The interest rate margin on loans under the facility is based on the amount of availability that the borrowers have under the facility. In general, the spread
on loans based on LIBOR will range from 1.25% to 1.75% and on an adjusted base rate will be -0.50% to 0.00%. There are also other rate options for U.K. and Canadian borrowings. The proceeds of the ABL Facility, to the extent not used to pay for the
Acquisition and fees, costs and expenses incurred by the Company in connection with the Acquisition and the ABL Facility, will be used to finance the working capital needs and general corporate purposes of the Company and its U.S., Canadian, U.K.,
Dutch and Luxembourg subsidiaries in the ordinary course of business. A limited amount of money may be loaned to the Companys subsidiaries in Mexico and elsewhere.
The debt under the ABL Facility is guaranteed by most of the Companys U.S., Canadian, U.K. and Luxembourg
subsidiaries and certain of the Companys Dutch subsidiaries. Subject to certain exceptions, the debt and guarantees are secured by (a) all of the Companys and guarantors ownership interests in their subsidiaries and (b)

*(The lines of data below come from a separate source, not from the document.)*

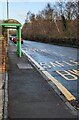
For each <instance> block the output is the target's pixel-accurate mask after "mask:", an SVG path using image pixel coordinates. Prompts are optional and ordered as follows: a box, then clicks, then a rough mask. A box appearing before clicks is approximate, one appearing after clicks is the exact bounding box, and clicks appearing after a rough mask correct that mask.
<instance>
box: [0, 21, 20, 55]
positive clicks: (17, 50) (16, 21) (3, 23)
mask: <svg viewBox="0 0 79 120" xmlns="http://www.w3.org/2000/svg"><path fill="white" fill-rule="evenodd" d="M0 26H2V30H3V29H4V28H6V29H16V30H17V33H16V35H17V54H18V55H19V57H21V56H22V51H21V26H22V25H21V23H19V22H18V21H17V20H13V19H9V20H6V21H5V22H3V23H1V24H0Z"/></svg>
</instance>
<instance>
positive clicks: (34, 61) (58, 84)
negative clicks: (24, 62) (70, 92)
mask: <svg viewBox="0 0 79 120" xmlns="http://www.w3.org/2000/svg"><path fill="white" fill-rule="evenodd" d="M22 52H23V53H24V54H25V55H26V56H27V58H28V60H29V61H30V62H31V63H32V64H33V65H34V66H35V68H36V69H37V70H38V71H39V72H40V73H41V75H42V76H43V77H44V78H45V79H46V80H47V82H48V84H50V86H51V87H52V88H53V89H54V90H55V92H56V93H57V94H58V95H59V96H60V98H61V99H62V100H63V101H64V102H65V105H66V106H67V107H68V108H69V109H70V110H71V111H72V112H73V114H74V115H77V110H76V108H74V107H73V106H72V105H71V104H70V102H69V101H71V100H76V98H75V97H74V96H73V95H72V94H71V93H70V92H69V91H68V90H67V89H66V88H65V87H64V86H63V85H62V84H61V83H60V82H59V81H57V80H56V79H55V78H54V77H53V76H51V74H50V73H48V72H47V71H46V70H45V69H44V68H43V67H41V66H40V65H39V64H38V63H37V62H36V61H35V60H34V59H33V58H32V57H31V56H30V55H28V54H27V53H26V52H25V51H24V50H22ZM52 84H53V85H52ZM62 92H64V93H62Z"/></svg>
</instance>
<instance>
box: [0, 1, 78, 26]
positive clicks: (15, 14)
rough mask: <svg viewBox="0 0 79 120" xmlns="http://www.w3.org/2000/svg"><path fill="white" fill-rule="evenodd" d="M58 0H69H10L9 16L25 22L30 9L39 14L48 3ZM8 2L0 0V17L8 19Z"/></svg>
mask: <svg viewBox="0 0 79 120" xmlns="http://www.w3.org/2000/svg"><path fill="white" fill-rule="evenodd" d="M58 1H61V2H62V1H64V2H65V1H67V0H8V2H9V18H10V19H16V20H18V21H19V22H21V23H22V24H23V23H24V22H25V19H26V14H27V12H28V11H31V12H32V13H35V14H37V13H38V12H39V11H41V10H43V9H44V8H45V7H46V5H47V3H51V4H53V3H55V2H58ZM70 1H73V0H70ZM75 1H76V0H75ZM6 2H7V0H0V19H7V12H6V11H7V9H6V8H7V5H6Z"/></svg>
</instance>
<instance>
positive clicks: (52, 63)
mask: <svg viewBox="0 0 79 120" xmlns="http://www.w3.org/2000/svg"><path fill="white" fill-rule="evenodd" d="M50 64H51V65H52V66H53V67H56V66H58V67H61V66H60V65H58V64H56V63H53V62H50Z"/></svg>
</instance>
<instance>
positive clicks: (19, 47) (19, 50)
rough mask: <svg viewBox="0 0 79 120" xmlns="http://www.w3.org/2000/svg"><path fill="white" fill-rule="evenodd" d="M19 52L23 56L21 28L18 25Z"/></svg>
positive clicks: (19, 53)
mask: <svg viewBox="0 0 79 120" xmlns="http://www.w3.org/2000/svg"><path fill="white" fill-rule="evenodd" d="M18 52H19V57H21V56H22V51H21V28H20V27H18Z"/></svg>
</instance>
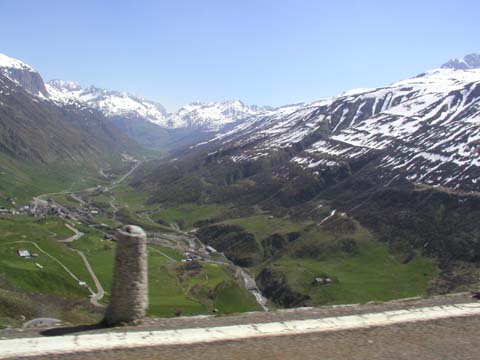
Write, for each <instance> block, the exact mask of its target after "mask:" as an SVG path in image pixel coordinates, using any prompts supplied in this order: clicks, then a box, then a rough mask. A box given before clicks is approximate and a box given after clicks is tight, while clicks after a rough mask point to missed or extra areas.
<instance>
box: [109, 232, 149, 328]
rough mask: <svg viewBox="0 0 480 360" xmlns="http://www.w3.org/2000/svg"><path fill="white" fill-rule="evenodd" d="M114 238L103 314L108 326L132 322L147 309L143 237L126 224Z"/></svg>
mask: <svg viewBox="0 0 480 360" xmlns="http://www.w3.org/2000/svg"><path fill="white" fill-rule="evenodd" d="M117 239H118V242H117V252H116V256H115V268H114V270H113V284H112V294H111V299H110V304H109V305H108V308H107V311H106V314H105V322H106V323H107V325H110V326H113V325H119V324H122V323H136V322H138V321H139V320H141V319H142V318H143V317H144V316H145V312H146V309H147V307H148V273H147V236H146V234H145V232H144V231H143V230H142V228H140V227H138V226H133V225H127V226H125V227H123V228H122V229H121V230H120V231H119V232H118V234H117Z"/></svg>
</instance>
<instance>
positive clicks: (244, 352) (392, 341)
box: [28, 317, 480, 360]
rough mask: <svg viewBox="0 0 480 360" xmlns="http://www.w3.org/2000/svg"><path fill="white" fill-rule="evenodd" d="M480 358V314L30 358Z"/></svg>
mask: <svg viewBox="0 0 480 360" xmlns="http://www.w3.org/2000/svg"><path fill="white" fill-rule="evenodd" d="M192 358H193V359H196V360H203V359H205V360H207V359H208V360H212V359H232V360H237V359H238V360H240V359H242V360H243V359H262V360H270V359H271V360H283V359H285V360H292V359H325V360H327V359H328V360H353V359H355V360H359V359H365V360H376V359H382V360H383V359H391V360H397V359H398V360H414V359H420V360H447V359H448V360H454V359H458V360H460V359H462V360H478V359H479V358H480V317H473V318H455V319H444V320H438V321H432V322H427V323H409V324H402V325H394V326H389V327H377V328H369V329H358V330H350V331H339V332H330V333H318V334H315V333H313V334H306V335H299V336H280V337H269V338H268V337H267V338H258V339H247V340H240V341H228V342H218V343H206V344H195V345H181V346H162V347H145V348H139V349H130V350H108V351H96V352H92V353H82V354H68V355H49V356H40V357H33V358H28V359H45V360H46V359H58V360H64V359H65V360H66V359H69V360H104V359H105V360H110V359H116V360H153V359H169V360H177V359H178V360H191V359H192Z"/></svg>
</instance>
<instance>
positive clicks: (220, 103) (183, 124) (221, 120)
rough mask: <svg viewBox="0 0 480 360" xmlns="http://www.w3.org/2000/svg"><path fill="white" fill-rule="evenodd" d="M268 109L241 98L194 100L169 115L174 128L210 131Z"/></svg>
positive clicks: (217, 129)
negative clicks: (216, 101)
mask: <svg viewBox="0 0 480 360" xmlns="http://www.w3.org/2000/svg"><path fill="white" fill-rule="evenodd" d="M266 111H268V110H267V108H261V107H258V106H255V105H252V106H249V105H245V104H244V103H243V102H241V101H240V100H236V99H235V100H224V101H222V102H208V103H205V102H198V101H197V102H193V103H190V104H188V105H185V106H183V107H182V108H180V109H179V110H178V111H176V112H175V113H173V114H170V116H169V119H168V120H169V125H170V126H171V127H173V128H182V127H195V128H201V129H204V130H208V131H218V130H219V129H221V128H223V127H224V126H226V125H229V124H233V123H235V122H238V121H241V120H243V119H246V118H248V117H251V116H255V115H259V114H261V113H264V112H266Z"/></svg>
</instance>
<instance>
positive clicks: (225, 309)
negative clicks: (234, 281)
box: [214, 282, 262, 314]
mask: <svg viewBox="0 0 480 360" xmlns="http://www.w3.org/2000/svg"><path fill="white" fill-rule="evenodd" d="M222 285H223V286H222ZM222 285H221V286H219V288H218V289H217V293H216V298H215V302H214V307H215V308H216V309H217V310H218V311H219V312H221V313H226V314H229V313H240V312H249V311H260V310H262V308H261V307H260V305H259V304H258V303H257V301H256V300H255V297H254V296H253V295H252V294H250V293H249V292H248V291H246V290H245V289H242V288H239V287H238V285H236V284H235V283H232V282H225V283H224V284H222Z"/></svg>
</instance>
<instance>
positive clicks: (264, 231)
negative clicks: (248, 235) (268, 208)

substantially all of the personal property assets of the borrowers and the guarantors as well as specified real estate. The Company has agreed to pay usual and customary commitment fees that vary on a monthly basis depending on average utilization
of the ABL Facility.
The borrowers and restricted subsidiaries are subject to a number of business and financial covenants and events of default. The ABL
Facility contains customary restrictive covenants, including limitations on indebtedness, liens, mergers, consolidations, liquidations and sales, payment of dividends, investments, loans and advances, optional payments and modifications of
subordinated and other debt instruments, and transactions with affiliates. Events of default under the ABL Facility include nonpayment, inaccuracy of representations and warranties, violation of covenants, cross-default to other indebtedness,
bankruptcy, material judgments, and a change of control of the Company. Upon the occurrence of an event of default, the lenders may terminate the commitments and declare all loans due and payable. The Company has agreed to a mandatory prepayment
provision (but without a reduction of the commitment), subject to certain exceptions, upon a sale or transfer of assets of a borrower or guarantor, upon the receipt of proceeds from the issuance of any indebtedness, upon the occurrence of an
availability shortfall under the revolver, or upon receipt of insurance proceeds or condemnation awards.
The ABL Facility also contains a minimum fixed
charge coverage ratio covenant of 1.0 to 1.0 effective when and if (a) there exists an event of default or (b) excess availability is less than the greater of (i) 10.0% of the aggregate amount of all commitments at such time and
(ii) $37.5 million. If (a) there exists a payment, bankruptcy or other insolvency default or (b) excess availability is less than the greater of (i) 10% of the aggregate amount of all commitments at such time and (ii) $37.5
million for any period of five consecutive days, the lenders will take dominion over the cash and in some cases transfer collection accounts to the name of the administrative collateral agent. At all times that full cash dominion is in effect under
any security agreement (and at all times with respect to collections of the U.K. loan parties), amounts in the collection account will be applied to reduce amounts owing under the ABL Facility.
The Company does not have any material relationship with the Lenders who are party to the ABL Facility, other than (i) in respect of the ABL Facility and its
predecessor credit facilities, and (ii) affiliates of JPMorgan Chase Bank, N.A., Deutsche Bank AG, Bank of America, N.A., Wells Fargo Capital Finance, LLC and SunTrust Bank have performed, and may in the future perform various commercial
banking, investment banking, underwriting, trust and other financial advisory services for the Company, for which such affiliates have received, and will receive, customary fees and expenses.